Finsterwalde - Unschöne Szenen bei einem Testspiel zwischen zwei Ostrivalen! Die Partie im Brandenburgischen Finsterwalde zwischen Energie Cottbus und dem Halleschen FC musste nach einer rassistischen Entgleisung zweier Halle-Fans beim Stand von 2:0 (1:0) vorzeitig abgebrochen werden.
Vorausgegangen war in einem ab Minute eins aufgeheiztem Spiel ein hartes Foul an der Seitenlinie von Halles Robert Berger, woraufhin Justin Butler vor dem Gästeblock verletzt liegen blieb.
Eine Rudelbildung und Wortgefechte zwischen Energie-Akteuren auf dem Feld und HFC-Anhängern auf den Rängen folgten: Darunter rassistische Äußerungen gegen FCE-Verteidiger King Manu, die er lautstark anprangerte.
FCE-Präsident Sebastian Lemke erklärte später auf dem Platz, dass Manu mit Affenlauten und dem Wortlaut "er solle Bananen fressen gehen" beleidigt wurde.
Schnell marschierte die Polizei auf, riegelte die Spieler vom Block ab und machte die beiden HFC-Fans ausfindig. Nach zwei weiteren Minuten wurden sie vom Sportplatz geleitet.
Währenddessen entschied der Veranstaltungsleiter die Partie vor 3016 Zuschauern aus Sicherheitsgründen abzubrechen. Zu dem Zeitpunkt waren 102 von 120 Minuten gespielt. Daraufhin mussten die HFC-Fans zuerst die Sportanlage verlassen, die Energie-Anhänger mussten zunächst im weiten Rund ausharren.
Die nachfolgenden Schritte sollen vorab in der Sicherheitsberatung beschlossen worden. Nach Angaben von Cottbus-Präsident Lemke war der Entschluss des Spielabbruchs im Vorfeld und als Konsequenz des Rassismus-Skandals in der Vorsaison bei 1860 München gefällt worden.

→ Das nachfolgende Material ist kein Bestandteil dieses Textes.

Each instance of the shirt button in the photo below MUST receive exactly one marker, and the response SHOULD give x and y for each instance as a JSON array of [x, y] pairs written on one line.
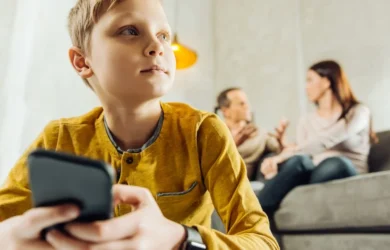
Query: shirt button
[[129, 160], [118, 175]]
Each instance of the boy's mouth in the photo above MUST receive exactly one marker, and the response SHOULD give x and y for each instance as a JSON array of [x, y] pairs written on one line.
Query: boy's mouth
[[154, 68]]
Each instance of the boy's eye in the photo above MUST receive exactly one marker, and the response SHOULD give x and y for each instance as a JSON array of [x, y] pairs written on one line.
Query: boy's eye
[[164, 37], [129, 31]]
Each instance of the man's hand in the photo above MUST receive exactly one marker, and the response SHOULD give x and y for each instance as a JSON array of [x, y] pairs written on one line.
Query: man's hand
[[269, 167], [245, 133], [280, 133], [23, 232], [144, 228]]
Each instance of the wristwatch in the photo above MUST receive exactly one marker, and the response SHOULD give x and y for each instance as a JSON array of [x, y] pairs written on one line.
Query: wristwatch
[[193, 240]]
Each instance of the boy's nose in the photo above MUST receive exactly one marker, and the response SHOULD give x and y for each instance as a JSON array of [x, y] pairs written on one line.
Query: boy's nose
[[154, 49]]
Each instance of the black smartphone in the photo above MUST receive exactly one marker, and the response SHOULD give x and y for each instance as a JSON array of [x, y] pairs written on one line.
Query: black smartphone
[[59, 178]]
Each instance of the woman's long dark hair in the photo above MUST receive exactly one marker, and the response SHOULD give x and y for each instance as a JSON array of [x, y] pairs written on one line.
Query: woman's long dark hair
[[340, 87]]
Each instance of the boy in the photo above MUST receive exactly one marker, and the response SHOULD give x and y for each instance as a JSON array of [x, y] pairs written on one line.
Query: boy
[[174, 162]]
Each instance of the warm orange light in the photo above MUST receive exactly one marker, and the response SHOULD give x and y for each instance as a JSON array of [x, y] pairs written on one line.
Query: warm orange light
[[185, 57]]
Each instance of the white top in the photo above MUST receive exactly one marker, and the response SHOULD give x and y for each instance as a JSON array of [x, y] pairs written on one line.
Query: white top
[[323, 138]]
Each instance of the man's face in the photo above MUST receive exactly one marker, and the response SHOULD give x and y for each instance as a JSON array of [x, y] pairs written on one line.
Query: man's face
[[130, 51], [239, 109]]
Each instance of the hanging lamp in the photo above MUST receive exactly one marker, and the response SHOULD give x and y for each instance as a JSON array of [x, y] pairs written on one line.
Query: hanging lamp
[[185, 57]]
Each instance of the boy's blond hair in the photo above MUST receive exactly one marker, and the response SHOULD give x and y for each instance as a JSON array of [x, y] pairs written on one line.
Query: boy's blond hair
[[82, 17], [81, 20]]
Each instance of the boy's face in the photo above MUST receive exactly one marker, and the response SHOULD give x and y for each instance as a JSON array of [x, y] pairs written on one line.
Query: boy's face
[[130, 51]]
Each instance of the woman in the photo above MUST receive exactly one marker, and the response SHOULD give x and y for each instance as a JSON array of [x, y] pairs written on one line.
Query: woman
[[336, 137]]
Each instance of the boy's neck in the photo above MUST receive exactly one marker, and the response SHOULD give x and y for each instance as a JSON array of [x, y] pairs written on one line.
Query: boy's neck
[[235, 126], [133, 125]]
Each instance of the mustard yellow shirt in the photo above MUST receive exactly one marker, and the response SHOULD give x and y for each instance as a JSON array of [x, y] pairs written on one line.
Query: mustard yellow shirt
[[191, 167]]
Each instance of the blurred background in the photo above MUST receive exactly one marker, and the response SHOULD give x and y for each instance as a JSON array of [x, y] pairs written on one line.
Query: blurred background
[[264, 46]]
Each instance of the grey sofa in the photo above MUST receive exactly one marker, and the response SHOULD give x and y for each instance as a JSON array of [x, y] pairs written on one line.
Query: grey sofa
[[348, 214]]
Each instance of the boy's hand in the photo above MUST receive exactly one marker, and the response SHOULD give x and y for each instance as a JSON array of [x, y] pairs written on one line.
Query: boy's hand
[[23, 232], [144, 228], [245, 133]]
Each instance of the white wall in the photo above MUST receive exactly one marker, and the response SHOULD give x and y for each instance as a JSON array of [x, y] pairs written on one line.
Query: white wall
[[265, 46], [360, 40], [40, 85], [256, 48]]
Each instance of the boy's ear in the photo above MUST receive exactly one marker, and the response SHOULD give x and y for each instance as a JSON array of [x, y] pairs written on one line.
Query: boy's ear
[[79, 62]]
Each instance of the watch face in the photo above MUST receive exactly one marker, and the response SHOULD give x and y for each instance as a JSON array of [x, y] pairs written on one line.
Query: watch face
[[195, 246]]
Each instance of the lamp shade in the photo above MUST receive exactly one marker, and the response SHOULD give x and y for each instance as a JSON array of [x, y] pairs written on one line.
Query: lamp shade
[[185, 57]]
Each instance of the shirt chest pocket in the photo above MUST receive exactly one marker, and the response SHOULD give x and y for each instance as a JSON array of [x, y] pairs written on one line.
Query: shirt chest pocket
[[180, 204]]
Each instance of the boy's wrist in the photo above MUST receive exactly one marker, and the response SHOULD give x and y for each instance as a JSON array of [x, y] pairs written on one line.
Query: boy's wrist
[[181, 234]]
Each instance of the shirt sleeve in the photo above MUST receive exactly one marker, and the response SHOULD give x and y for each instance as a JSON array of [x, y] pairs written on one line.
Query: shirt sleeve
[[343, 129], [225, 177], [15, 194]]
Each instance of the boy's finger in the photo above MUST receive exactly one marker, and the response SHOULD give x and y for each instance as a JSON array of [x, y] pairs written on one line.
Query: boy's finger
[[36, 219], [133, 195]]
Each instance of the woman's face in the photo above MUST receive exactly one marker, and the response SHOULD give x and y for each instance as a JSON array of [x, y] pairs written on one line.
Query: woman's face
[[316, 85]]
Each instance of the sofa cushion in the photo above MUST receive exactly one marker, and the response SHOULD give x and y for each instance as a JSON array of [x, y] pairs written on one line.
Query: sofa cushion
[[379, 157], [337, 242], [356, 202]]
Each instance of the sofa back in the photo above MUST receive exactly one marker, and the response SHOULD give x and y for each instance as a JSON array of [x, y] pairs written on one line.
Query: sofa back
[[379, 157]]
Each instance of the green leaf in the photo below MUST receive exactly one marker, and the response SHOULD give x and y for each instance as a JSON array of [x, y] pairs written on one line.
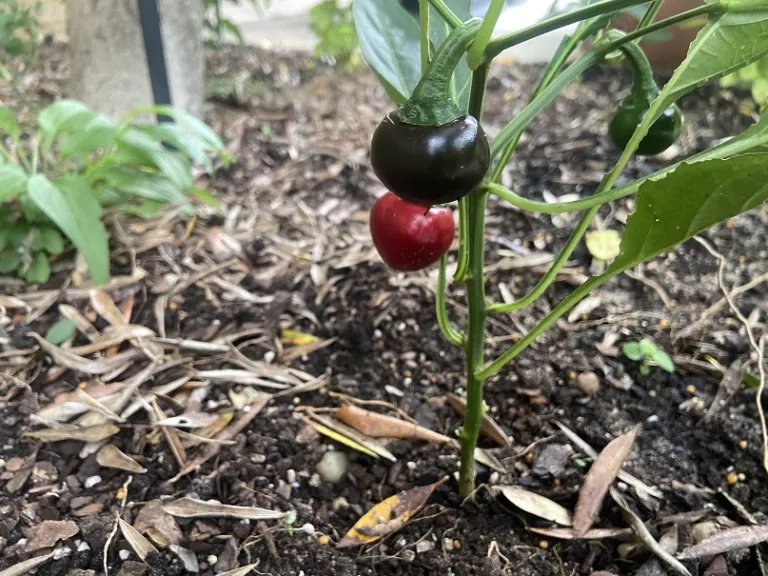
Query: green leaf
[[99, 133], [689, 200], [8, 122], [173, 164], [728, 42], [9, 261], [72, 205], [663, 361], [63, 116], [39, 270], [205, 196], [151, 187], [632, 351], [389, 40], [61, 331], [48, 239], [13, 181]]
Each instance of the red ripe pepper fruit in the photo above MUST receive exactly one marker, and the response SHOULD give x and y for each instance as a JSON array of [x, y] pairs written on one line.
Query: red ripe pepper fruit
[[410, 236]]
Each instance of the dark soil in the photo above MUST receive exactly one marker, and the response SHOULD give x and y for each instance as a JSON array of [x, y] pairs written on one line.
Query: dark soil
[[300, 131]]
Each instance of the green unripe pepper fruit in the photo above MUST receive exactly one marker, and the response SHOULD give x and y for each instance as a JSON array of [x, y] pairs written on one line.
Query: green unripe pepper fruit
[[429, 151], [662, 133]]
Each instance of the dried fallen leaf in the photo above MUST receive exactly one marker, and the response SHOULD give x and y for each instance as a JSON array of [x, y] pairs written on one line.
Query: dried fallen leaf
[[160, 526], [381, 426], [727, 541], [140, 545], [601, 475], [24, 568], [645, 536], [88, 434], [188, 558], [110, 456], [48, 532], [242, 571], [388, 516], [192, 508], [537, 505], [570, 533], [488, 427], [227, 434], [75, 362], [295, 338], [642, 489], [349, 436]]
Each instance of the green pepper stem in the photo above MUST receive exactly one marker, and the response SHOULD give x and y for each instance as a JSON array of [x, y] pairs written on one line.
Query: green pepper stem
[[605, 185], [431, 103], [554, 269], [462, 260], [449, 332], [475, 342], [650, 14], [446, 13], [475, 56], [424, 29], [644, 88], [497, 46]]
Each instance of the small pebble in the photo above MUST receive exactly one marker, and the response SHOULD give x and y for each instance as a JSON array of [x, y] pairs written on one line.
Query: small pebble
[[333, 467], [339, 503], [424, 546], [92, 481], [588, 383]]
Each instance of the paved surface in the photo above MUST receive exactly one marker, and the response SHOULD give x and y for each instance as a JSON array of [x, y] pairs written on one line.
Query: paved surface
[[286, 25]]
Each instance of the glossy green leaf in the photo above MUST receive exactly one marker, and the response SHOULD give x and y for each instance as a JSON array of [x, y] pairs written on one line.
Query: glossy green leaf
[[99, 133], [39, 270], [61, 331], [9, 261], [689, 200], [13, 181], [728, 42], [174, 165], [8, 122], [389, 40], [72, 205]]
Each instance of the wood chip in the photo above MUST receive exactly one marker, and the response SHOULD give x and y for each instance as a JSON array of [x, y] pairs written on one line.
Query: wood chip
[[192, 508], [536, 504], [598, 480], [110, 456]]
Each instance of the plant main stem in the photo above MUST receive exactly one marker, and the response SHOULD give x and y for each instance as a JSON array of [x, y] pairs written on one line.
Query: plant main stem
[[475, 343]]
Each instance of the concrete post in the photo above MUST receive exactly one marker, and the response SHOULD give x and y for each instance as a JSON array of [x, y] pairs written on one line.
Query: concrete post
[[109, 69]]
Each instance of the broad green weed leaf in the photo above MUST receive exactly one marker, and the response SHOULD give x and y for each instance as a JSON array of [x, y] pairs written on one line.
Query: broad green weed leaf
[[173, 164], [8, 122], [72, 205], [61, 331], [39, 270], [688, 201], [13, 181], [99, 133], [389, 40]]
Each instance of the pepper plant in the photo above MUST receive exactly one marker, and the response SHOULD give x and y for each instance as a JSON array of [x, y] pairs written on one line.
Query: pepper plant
[[432, 149]]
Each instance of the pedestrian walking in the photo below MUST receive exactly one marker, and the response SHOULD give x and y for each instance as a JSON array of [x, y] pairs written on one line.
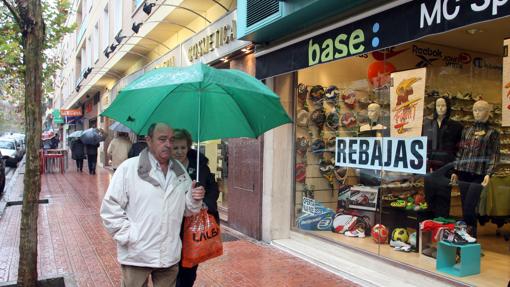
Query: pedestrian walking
[[143, 210], [118, 149], [188, 157], [91, 150], [78, 153], [137, 147]]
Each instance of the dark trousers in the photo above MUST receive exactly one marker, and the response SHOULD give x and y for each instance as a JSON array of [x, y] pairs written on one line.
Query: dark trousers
[[186, 276], [92, 160], [470, 190], [79, 164]]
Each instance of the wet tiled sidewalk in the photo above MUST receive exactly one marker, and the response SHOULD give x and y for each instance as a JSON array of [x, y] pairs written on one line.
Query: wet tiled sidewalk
[[73, 242]]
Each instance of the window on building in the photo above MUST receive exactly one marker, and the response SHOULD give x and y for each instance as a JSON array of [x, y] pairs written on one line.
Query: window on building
[[106, 29], [117, 25], [88, 50], [95, 43]]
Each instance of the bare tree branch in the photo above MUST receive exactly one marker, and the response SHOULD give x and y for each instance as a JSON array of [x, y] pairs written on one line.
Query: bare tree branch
[[14, 13]]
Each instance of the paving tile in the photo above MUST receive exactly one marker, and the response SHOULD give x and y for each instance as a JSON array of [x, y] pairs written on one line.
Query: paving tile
[[73, 241]]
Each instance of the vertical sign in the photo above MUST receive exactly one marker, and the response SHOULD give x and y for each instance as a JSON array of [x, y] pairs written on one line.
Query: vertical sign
[[506, 85], [407, 94]]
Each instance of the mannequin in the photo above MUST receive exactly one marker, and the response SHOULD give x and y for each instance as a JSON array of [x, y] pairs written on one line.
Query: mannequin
[[373, 128], [477, 155], [443, 135], [478, 149]]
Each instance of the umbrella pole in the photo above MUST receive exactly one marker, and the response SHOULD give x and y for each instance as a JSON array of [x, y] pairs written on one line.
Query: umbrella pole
[[198, 136]]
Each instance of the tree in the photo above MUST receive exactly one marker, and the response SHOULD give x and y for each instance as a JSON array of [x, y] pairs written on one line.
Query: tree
[[24, 64]]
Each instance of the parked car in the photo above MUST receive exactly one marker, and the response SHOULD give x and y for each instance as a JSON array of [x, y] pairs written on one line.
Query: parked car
[[10, 152], [2, 174]]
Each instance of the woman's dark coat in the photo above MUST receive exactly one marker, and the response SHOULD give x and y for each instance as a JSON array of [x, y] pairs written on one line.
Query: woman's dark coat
[[207, 180], [77, 150]]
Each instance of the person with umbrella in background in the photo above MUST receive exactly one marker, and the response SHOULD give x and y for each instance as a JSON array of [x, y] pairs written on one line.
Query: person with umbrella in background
[[91, 138], [91, 150], [118, 149], [143, 210], [182, 152], [78, 153]]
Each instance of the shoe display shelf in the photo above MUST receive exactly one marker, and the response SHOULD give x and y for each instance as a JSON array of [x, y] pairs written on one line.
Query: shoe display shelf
[[468, 263], [402, 218]]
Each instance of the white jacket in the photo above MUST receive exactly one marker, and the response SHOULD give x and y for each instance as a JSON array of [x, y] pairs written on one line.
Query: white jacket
[[144, 217]]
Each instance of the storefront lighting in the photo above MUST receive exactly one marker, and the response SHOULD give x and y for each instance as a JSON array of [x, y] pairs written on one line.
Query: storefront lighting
[[473, 31], [147, 7], [113, 47], [107, 52], [136, 27]]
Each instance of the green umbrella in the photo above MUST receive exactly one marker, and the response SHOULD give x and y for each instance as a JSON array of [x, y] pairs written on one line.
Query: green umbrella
[[210, 103]]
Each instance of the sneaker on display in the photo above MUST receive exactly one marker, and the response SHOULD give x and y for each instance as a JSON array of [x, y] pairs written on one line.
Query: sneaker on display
[[453, 237], [400, 246], [355, 233]]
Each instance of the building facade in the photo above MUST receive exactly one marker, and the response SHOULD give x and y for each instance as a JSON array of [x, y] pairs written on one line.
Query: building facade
[[117, 41]]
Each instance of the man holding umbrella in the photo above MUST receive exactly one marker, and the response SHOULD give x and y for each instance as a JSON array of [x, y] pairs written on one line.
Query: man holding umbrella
[[143, 209]]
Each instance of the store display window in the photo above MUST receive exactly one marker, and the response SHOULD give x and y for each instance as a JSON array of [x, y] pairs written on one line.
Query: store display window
[[425, 127]]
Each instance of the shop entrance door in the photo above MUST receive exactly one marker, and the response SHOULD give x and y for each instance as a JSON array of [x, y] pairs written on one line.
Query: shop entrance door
[[245, 186]]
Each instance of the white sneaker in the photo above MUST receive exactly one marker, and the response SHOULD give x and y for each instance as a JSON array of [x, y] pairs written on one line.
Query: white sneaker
[[360, 233]]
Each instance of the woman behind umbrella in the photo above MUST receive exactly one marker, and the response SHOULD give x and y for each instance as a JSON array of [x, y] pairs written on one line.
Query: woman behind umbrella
[[78, 153], [183, 153]]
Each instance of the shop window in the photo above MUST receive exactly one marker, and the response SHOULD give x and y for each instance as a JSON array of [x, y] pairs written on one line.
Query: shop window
[[455, 95]]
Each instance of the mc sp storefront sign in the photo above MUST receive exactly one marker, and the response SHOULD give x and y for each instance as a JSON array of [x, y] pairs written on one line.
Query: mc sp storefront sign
[[403, 23], [389, 153]]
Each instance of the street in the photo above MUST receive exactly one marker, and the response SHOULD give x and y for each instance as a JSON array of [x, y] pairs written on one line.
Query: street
[[74, 244]]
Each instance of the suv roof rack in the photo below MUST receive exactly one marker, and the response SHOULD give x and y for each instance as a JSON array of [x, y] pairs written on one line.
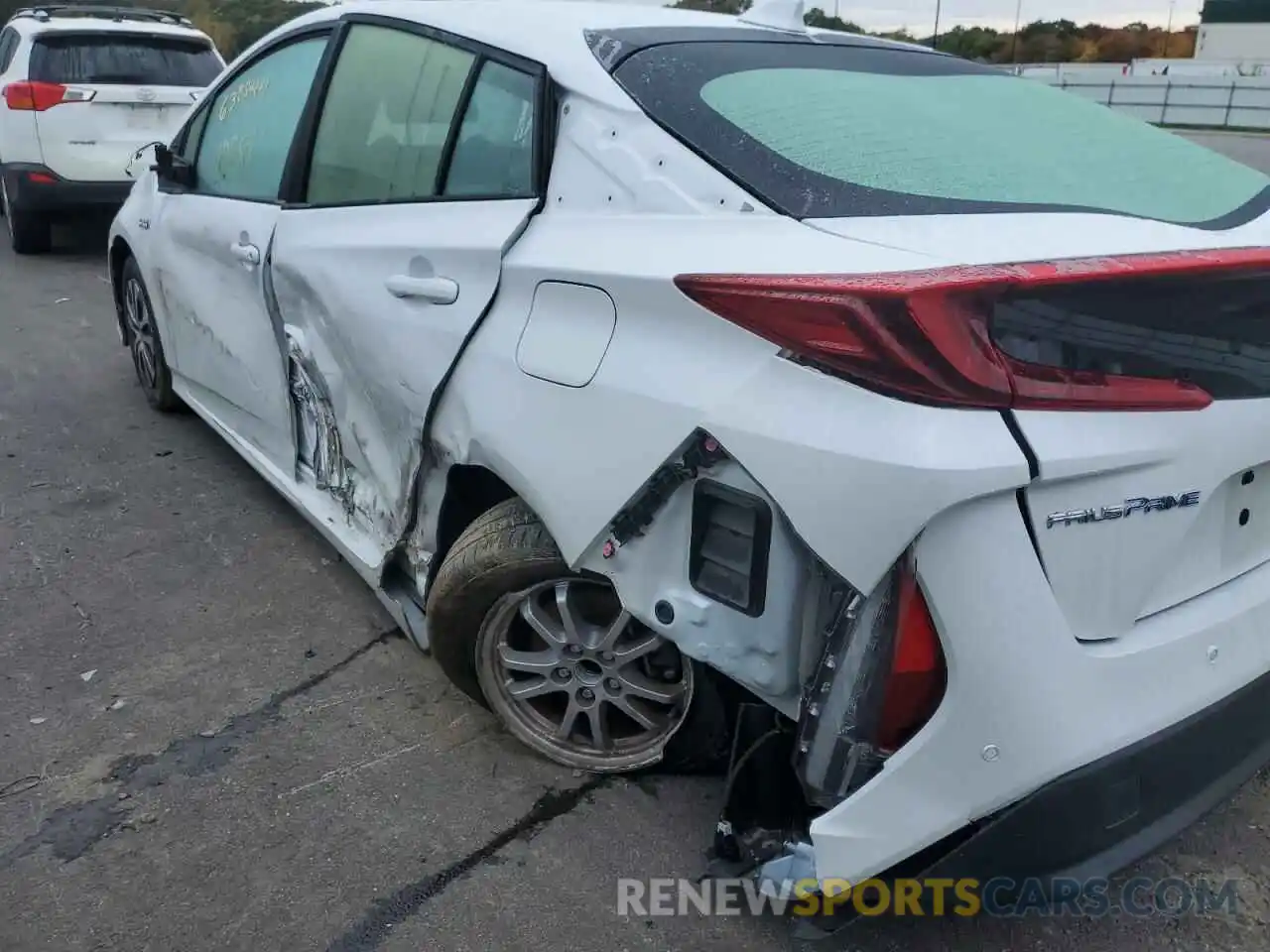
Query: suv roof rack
[[46, 12]]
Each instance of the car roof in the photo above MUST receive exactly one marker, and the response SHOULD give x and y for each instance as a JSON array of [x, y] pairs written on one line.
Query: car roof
[[32, 26], [552, 32]]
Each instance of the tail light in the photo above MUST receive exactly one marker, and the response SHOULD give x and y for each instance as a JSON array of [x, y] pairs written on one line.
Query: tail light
[[926, 335], [880, 679], [917, 671], [39, 96]]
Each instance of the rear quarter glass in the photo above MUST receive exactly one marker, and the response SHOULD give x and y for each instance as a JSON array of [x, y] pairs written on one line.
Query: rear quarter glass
[[825, 131]]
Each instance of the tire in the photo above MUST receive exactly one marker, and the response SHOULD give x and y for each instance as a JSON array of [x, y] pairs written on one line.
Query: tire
[[141, 334], [503, 553], [28, 234]]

Energie Cottbus gegen den Halleschen FC: Über das Spiel spricht keiner mehr
Die Partie der beiden rivalisierten Vereine hatte im Vorfeld seine Schatten geworfen. Die Veranstalter von SpVgg Finsterwalde und VfB Finsterwalde hatten ein umfassendes Sicherheitskonzept ausgearbeitet.
Neben etwa 160 vereinseigenen Helfern waren auch gut Polizei und Sicherheitskräfte in mittlerer einstelliger Zahl vor Ort.
Auf dem Feld war es ab Minute eins intensiv zugegangen. Schiedsrichter Marcel Riemer ließ bei vielen harten Zweikämpfen eine lange Leine und verpasste es - aus Sicht der Vereine - hier und da Karten zu verteilen.
Darüber machten sich auch die Trainer beider Mannschaften lautstark Gehör. Nach dem harten Foul auf dem Platz und dem Rassismus-Eklat auf den Rängen fand ein stimmungsvoller Nachmittag ein unwürdiges Ende.
Über das Spiel (2:0, Tore: Hannemann (55.) und Wardak (62.)) und die tolle Organisation spricht jetzt keiner mehr.
Stattdessen äußerten sich beide Vereine in einem gemeinsamen Statement: "Das heutige Testspiel zwischen dem FC Energie Cottbus und dem Halleschen FC wurde aufgrund eines rassistischen Vorfalls gegen einen Spieler von Energie Cottbus abgebrochen. Für Rassismus und Diskriminierung gibt es in beiden Vereinen keinen Platz, weder auf dem Spielfeld noch auf den Rängen!"